Hint : We have to find $\sin \theta$ and $\cos \theta$ . Now, we know that $\tan \theta = \dfrac{{\sin \theta }}{{\cos \theta }}$ , so we can write $\dfrac{{\sin \theta }}{{\cos \theta }} = \dfrac{1}{2}$ . On simplifying it we will get $\cos \theta = 2\sin \theta$ . We know the formula ${\sin ^2}\theta + {\cos ^2}\theta = 1$ and we have the value for $\cos \theta$ . So, substitute the value of $\cos \theta$ and find the value of $\sin \theta$ . After finding the value of $\sin \theta$ , put it in equation $\cos \theta = 2\sin \theta$ and you will get the value of $\cos \theta$ as well.
Formulas used:
$\Rightarrow \tan \theta = \dfrac{{\sin \theta }}{{\cos \theta }}$
$\Rightarrow {\sin ^2}\theta + {\cos ^2}\theta = 1$
$\Rightarrow \tan = \dfrac{{{\text{Opposite}}}}{{Adjacent}} = \dfrac{1}{2}$
$\Rightarrow \sin \theta = \dfrac{{{\text{Opposite}}}}{{{\text{Hypotenuse}}}}$
$\Rightarrow \cos \theta = \dfrac{{Adjacent}}{{{\text{Hypotenuse}}}}$

Complete step-by-step answer :
In this question, we are given the value of $\tan \theta$ and we need to find the values of $\sin \theta$ and $\cos \theta$ .
$\Rightarrow \tan \theta = \dfrac{1}{2}$ and $\sin \theta > 0$ - - - - - - - - - - (1)
Now, we know that $\tan \theta$ is $\sin \theta$ divided by $\cos \theta$ . So, we can write equation (1) as $\sin \theta$ divided by $\cos \theta$ equal to $\dfrac{1}{2}$ . Therefore, equation (1) becomes
$\Rightarrow \dfrac{{\sin \theta }}{{\cos \theta }} = \dfrac{1}{2}$
Cross multiply, we get
$\Rightarrow \cos \theta = 2\sin \theta$ - - - - - - - - - - (2)
Now, we know that the square of $\sin \theta$ plus the square of $\cos \theta$ is always equal to 1.
Therefore, ${\sin ^2}\theta + {\cos ^2}\theta = 1$ - - - - - - - - - (3)
Now, from equation (2) substitute $\cos \theta = 2\sin \theta$ in equation (3).

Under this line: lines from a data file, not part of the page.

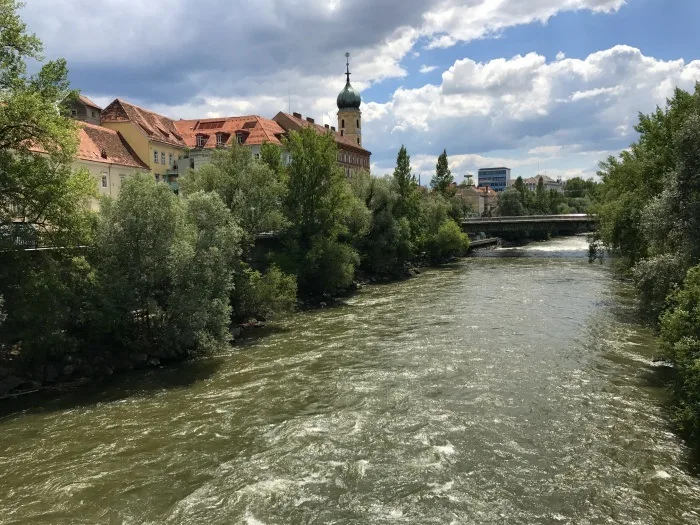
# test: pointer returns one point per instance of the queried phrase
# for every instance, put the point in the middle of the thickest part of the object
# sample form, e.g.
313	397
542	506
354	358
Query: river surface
511	387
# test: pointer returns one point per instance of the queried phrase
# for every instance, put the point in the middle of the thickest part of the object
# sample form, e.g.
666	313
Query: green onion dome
349	98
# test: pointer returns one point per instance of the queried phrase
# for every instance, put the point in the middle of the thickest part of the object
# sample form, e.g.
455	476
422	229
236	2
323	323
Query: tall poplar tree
443	176
407	185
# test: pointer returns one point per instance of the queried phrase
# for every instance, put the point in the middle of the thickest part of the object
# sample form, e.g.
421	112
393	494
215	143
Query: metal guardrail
578	217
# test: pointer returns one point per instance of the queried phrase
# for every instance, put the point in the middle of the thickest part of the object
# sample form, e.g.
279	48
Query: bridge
540	224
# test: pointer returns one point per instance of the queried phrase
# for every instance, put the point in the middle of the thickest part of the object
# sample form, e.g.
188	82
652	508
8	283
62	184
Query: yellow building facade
153	138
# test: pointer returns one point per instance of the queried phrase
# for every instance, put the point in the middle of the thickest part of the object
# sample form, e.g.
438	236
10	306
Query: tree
39	193
250	189
272	155
407	185
387	246
319	205
165	269
442	180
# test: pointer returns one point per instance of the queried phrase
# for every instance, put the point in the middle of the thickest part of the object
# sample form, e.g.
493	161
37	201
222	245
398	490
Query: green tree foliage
442	180
407	186
680	333
387	245
650	218
272	155
263	295
250	189
165	268
319	206
38	192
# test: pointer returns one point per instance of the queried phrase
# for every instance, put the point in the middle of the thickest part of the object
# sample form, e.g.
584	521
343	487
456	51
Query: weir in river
511	387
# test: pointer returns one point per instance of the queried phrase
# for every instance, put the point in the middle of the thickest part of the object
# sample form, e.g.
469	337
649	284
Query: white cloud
566	109
191	63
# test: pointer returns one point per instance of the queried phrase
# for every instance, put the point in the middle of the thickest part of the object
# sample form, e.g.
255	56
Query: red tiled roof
255	129
340	140
157	127
94	140
88	102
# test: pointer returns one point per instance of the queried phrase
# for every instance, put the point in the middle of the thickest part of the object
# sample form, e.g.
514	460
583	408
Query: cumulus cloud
527	102
224	58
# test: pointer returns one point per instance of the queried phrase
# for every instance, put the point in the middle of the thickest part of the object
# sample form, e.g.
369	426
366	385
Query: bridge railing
573	217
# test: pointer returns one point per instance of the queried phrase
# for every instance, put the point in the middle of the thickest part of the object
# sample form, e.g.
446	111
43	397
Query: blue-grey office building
495	178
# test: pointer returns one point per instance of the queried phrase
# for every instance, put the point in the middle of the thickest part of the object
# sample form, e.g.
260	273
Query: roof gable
98	144
339	139
255	130
157	127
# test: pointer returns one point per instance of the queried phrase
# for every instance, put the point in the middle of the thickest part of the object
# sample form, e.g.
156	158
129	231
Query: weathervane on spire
347	64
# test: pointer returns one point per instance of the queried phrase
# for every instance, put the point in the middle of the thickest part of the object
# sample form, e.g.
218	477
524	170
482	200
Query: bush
680	334
449	241
165	268
262	296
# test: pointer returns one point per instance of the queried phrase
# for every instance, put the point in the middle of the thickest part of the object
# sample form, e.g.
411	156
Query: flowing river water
511	387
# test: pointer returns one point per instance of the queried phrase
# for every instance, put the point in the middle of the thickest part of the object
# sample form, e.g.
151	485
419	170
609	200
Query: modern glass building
495	178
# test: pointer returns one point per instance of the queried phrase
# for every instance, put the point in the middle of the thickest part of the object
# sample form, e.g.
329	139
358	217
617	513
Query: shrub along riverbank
154	276
649	218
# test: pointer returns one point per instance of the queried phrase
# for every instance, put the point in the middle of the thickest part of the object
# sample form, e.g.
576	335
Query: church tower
349	114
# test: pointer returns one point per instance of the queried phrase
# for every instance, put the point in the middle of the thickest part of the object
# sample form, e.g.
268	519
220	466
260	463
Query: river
511	387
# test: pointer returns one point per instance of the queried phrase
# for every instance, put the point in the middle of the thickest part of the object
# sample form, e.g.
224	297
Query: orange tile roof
96	140
255	129
155	126
88	102
340	140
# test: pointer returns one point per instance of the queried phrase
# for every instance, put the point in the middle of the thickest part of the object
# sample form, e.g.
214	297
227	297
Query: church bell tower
349	114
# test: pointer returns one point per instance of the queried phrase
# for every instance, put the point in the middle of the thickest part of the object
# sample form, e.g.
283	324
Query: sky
548	85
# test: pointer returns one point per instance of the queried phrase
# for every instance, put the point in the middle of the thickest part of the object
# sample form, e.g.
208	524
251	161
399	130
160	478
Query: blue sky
525	83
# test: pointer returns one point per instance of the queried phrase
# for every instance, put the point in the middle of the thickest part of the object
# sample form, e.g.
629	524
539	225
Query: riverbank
497	389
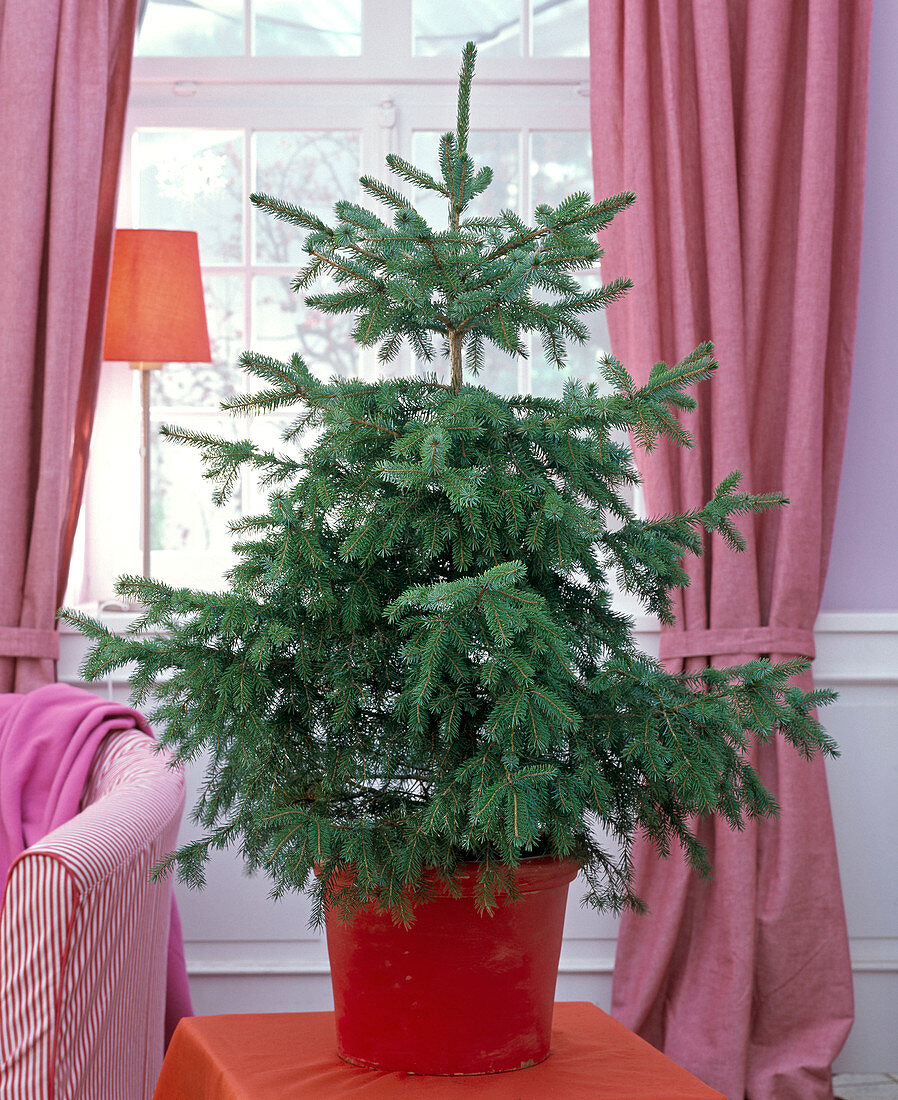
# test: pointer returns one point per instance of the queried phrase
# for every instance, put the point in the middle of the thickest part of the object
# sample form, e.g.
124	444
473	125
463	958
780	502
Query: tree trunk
455	360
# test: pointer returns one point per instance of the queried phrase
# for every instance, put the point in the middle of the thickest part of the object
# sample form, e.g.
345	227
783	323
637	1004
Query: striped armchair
84	937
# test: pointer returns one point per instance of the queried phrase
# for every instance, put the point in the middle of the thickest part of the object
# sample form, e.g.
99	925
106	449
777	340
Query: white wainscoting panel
248	954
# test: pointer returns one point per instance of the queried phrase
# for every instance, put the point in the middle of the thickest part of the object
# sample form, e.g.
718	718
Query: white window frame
386	95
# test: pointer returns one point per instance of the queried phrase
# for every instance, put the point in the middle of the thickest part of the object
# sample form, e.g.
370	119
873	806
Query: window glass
441	29
560	164
496	147
307	28
193	179
183	515
559	28
284	325
198	29
309	168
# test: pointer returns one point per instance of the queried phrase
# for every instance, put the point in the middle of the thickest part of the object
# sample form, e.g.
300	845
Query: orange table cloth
292	1055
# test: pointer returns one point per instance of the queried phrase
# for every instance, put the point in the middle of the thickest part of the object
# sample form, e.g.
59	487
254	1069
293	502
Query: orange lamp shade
155	310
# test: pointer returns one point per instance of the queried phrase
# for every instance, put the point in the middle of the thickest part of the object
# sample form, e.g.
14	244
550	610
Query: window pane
183	514
560	164
198	29
302	28
559	28
496	147
193	179
283	326
442	29
205	385
310	168
546	380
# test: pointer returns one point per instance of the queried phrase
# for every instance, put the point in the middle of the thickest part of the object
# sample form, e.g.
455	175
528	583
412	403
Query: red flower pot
458	992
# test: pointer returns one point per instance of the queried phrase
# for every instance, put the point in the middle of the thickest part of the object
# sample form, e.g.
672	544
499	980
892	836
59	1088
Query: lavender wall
863	573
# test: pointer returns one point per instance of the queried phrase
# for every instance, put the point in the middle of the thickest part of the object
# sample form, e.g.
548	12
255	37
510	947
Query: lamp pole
145	474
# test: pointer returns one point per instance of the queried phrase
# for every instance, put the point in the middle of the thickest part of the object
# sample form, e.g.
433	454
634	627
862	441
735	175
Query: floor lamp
155	315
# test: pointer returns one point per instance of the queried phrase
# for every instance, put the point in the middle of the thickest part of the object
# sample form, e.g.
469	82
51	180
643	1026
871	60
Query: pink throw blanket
47	743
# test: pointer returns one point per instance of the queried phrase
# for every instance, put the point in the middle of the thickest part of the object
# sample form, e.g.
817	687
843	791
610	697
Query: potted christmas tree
416	699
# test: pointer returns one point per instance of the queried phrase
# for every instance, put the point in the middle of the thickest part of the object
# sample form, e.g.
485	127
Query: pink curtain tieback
751	640
24	641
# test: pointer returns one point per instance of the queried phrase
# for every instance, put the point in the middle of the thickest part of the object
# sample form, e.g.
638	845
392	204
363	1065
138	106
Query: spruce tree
416	661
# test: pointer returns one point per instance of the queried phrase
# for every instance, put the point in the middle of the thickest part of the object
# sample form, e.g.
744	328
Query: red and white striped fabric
84	937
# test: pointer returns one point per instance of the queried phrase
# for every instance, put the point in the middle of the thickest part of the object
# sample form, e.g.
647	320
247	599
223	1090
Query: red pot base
458	993
471	1073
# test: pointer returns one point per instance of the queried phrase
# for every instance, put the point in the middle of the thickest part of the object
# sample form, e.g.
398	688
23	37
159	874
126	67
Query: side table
287	1056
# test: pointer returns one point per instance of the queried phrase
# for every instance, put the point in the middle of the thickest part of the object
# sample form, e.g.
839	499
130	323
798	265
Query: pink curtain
741	127
64	76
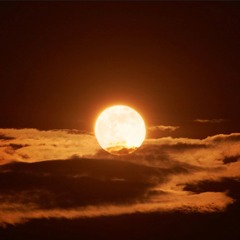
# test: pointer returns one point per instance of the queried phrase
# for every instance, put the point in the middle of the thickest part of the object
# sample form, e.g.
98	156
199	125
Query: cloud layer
165	174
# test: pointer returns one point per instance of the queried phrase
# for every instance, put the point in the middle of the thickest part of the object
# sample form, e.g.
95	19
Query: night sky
176	63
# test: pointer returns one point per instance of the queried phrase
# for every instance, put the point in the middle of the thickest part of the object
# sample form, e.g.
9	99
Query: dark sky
62	63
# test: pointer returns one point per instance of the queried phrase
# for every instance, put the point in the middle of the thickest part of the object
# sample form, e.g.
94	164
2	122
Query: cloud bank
64	174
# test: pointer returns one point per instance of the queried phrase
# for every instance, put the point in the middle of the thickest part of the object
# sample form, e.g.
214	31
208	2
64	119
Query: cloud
31	145
81	188
220	120
163	128
64	173
203	202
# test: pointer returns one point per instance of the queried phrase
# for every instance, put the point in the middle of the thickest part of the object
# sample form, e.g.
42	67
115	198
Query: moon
120	130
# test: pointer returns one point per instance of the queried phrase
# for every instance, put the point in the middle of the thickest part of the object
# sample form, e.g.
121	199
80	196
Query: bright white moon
120	130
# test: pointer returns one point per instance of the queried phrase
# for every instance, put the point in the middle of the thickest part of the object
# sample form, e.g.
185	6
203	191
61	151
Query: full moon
120	130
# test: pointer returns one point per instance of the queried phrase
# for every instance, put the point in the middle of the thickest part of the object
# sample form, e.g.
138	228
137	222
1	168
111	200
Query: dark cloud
231	159
210	120
5	137
163	128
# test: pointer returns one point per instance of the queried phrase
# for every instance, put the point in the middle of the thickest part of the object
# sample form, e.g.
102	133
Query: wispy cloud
31	145
220	120
163	128
155	178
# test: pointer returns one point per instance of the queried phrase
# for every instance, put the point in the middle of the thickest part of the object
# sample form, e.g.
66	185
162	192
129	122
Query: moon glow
120	130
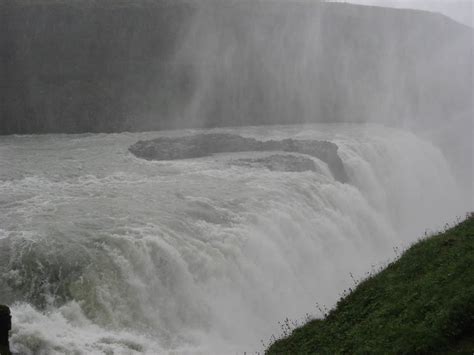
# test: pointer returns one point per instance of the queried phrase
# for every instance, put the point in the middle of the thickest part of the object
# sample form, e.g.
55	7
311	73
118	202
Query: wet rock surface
202	145
280	162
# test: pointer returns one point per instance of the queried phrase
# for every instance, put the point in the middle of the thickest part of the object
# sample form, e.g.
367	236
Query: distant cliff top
106	66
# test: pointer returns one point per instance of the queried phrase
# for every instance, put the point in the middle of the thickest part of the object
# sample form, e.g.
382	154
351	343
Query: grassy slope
422	303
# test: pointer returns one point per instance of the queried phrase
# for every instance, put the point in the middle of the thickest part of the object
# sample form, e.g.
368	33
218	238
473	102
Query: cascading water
102	252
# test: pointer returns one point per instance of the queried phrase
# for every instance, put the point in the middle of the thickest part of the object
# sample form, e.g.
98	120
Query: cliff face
101	66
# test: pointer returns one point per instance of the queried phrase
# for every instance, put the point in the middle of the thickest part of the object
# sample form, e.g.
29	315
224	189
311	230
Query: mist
178	176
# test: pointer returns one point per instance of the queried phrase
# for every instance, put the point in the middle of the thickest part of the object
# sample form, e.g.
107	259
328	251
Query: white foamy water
105	253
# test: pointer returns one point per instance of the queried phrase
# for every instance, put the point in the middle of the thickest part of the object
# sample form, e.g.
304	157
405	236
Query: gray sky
460	10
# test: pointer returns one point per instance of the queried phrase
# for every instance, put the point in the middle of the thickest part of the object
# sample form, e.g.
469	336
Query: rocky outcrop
280	162
201	145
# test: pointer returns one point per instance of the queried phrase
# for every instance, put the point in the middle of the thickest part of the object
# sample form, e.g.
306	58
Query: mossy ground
421	303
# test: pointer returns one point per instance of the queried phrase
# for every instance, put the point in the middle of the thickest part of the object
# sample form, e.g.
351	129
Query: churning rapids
103	252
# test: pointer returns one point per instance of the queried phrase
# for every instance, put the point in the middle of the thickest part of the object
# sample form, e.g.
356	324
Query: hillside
106	66
422	303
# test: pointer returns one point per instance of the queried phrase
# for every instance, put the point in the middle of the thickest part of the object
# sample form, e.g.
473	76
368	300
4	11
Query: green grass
422	303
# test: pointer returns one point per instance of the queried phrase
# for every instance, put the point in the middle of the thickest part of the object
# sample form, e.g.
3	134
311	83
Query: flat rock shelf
202	145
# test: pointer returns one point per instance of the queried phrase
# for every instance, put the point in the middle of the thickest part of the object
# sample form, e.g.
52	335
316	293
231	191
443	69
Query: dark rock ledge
201	145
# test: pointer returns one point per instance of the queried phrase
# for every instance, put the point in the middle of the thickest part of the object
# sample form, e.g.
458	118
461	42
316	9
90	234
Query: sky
459	10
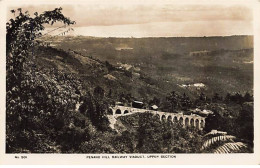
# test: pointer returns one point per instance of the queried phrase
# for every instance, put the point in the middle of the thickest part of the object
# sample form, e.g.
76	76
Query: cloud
107	15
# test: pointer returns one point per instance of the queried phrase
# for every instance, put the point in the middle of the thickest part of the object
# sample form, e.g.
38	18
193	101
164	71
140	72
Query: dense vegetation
58	101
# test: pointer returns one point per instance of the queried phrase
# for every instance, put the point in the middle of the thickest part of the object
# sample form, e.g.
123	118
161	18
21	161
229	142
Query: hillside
166	64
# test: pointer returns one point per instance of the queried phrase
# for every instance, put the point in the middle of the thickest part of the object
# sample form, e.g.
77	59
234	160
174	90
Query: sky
160	20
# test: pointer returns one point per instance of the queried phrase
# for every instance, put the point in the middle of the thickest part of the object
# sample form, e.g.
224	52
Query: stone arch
197	123
110	111
202	124
118	111
175	119
169	118
192	122
163	118
186	121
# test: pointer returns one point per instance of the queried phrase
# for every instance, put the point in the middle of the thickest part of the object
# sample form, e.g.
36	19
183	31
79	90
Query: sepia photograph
129	78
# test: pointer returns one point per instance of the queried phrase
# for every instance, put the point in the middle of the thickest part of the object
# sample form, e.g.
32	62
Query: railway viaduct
187	120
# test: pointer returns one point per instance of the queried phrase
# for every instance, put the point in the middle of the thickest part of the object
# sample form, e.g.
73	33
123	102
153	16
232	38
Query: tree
29	107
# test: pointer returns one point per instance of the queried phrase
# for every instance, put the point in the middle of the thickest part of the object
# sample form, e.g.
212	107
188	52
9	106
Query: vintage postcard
129	82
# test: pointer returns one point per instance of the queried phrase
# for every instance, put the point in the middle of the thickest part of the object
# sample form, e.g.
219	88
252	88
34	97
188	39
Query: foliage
156	136
220	142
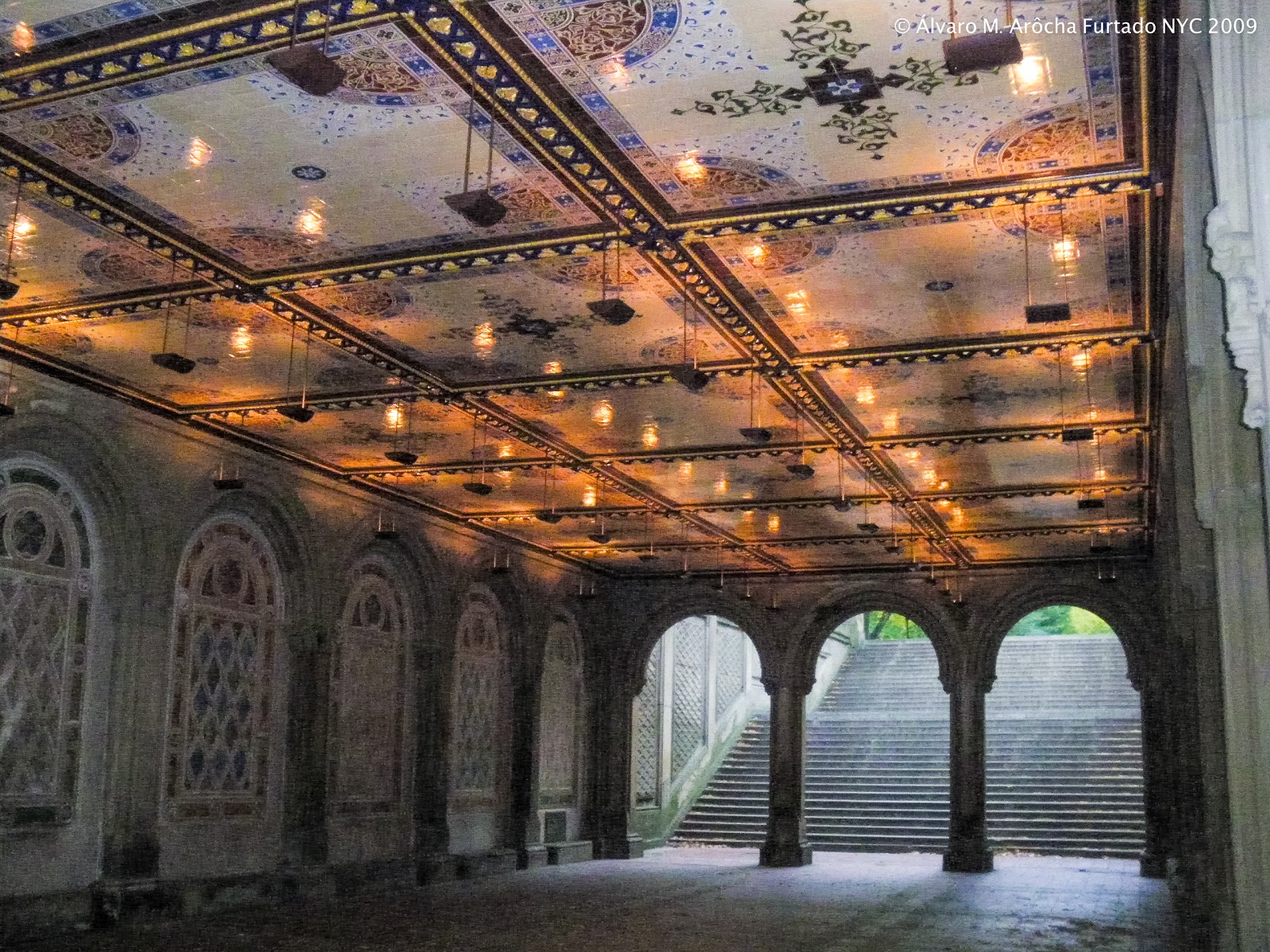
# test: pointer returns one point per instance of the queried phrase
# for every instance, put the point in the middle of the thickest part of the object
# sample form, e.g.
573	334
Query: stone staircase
1064	770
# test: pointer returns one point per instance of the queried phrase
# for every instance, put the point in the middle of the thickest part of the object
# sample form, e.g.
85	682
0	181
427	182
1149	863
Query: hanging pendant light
10	287
753	433
478	206
982	51
842	505
611	310
687	372
482	488
548	513
1043	314
298	413
403	455
309	67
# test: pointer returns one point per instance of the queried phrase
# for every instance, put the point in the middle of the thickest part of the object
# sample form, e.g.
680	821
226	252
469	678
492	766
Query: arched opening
876	762
1064	740
698	766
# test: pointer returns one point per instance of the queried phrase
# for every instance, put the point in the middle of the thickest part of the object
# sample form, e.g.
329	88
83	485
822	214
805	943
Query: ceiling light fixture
611	310
478	206
981	52
302	413
403	455
308	67
753	433
687	372
1052	313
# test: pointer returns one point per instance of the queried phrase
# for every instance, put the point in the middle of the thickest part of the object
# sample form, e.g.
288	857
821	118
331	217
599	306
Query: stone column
968	828
308	714
614	734
1156	785
787	825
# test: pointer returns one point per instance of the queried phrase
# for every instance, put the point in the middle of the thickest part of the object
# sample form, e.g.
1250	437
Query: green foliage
886	626
1060	620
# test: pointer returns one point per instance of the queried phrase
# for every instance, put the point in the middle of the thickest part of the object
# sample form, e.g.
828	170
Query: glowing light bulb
23	38
241	343
1032	75
602	414
690	169
311	221
198	154
484	340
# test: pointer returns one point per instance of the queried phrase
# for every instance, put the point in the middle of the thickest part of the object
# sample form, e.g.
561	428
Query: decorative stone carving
46	588
368	696
228	611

Therefore, we get
$\Rightarrow {\sin ^2}\theta + {\left( {2\sin \theta } \right)^2} = 1$
Open the bracket, we get
$\Rightarrow {\sin ^2}\theta + 4{\sin ^2}\theta = 1 \\\ \Rightarrow 5{\sin ^2}\theta = 1 \\\ \Rightarrow {\sin ^2}\theta = \dfrac{1}{5} \;$
Taking square root on both sides, we get
$\Rightarrow \sin \theta = \pm \sqrt {\dfrac{1}{5}}$
But, according to equation (1), $\sin \theta > 0$ . Hence, the value of $\sin \theta$ cannot be negative.
$\Rightarrow \sin \theta = \sqrt {\dfrac{1}{5}} = \dfrac{1}{{\sqrt 5 }}$
Rationalizing the above equation, we get
$\Rightarrow \sin \theta = \dfrac{1}{{\sqrt 5 }} \times \dfrac{{\sqrt 5 }}{{\sqrt 5 }} = \dfrac{{\sqrt 5 }}{5}$
Now, from equation (2),
$\Rightarrow \cos \theta = 2\sin \theta$
Therefore, $\cos \theta = 2 \times \dfrac{{\sqrt 5 }}{5}$
$\Rightarrow \cos \theta = \dfrac{{2\sqrt 5 }}{5}$
Hence, we have got the values of $\sin \theta$ and $\cos \theta$ .

Note : Alternate method to solve this question is by drawing the triangle.
We know that $\tan = \dfrac{{{\text{Opposite}}}}{{Adjacent}} = \dfrac{1}{2}$

Now, in right angled triangle $ABC$ , using Pythagoras
$\Rightarrow A{B^2} + B{C^2} = A{C^2} \\\ \Rightarrow {1^2} + {2^2} = A{C^2} \\\ \Rightarrow A{C^2} = 5 \\\ \Rightarrow AC = \pm \sqrt 5 \;$
Now, we know that
$\Rightarrow \sin \theta = \dfrac{{{\text{Opposite}}}}{{{\text{Hypotenuse}}}} = \dfrac{{AB}}{{AC}} \\\ \Rightarrow \sin \theta = \dfrac{1}{{\sqrt 5 }} \;$
As $\sin \theta > 0$ .
And, the formula for $\cos \theta$ is
$\Rightarrow \cos \theta = \dfrac{{Adjacent}}{{{\text{Hypotenuse}}}} = \dfrac{{BC}}{{AC}} \\\ \Rightarrow \cos \theta = \dfrac{2}{{\sqrt 5 }} \;$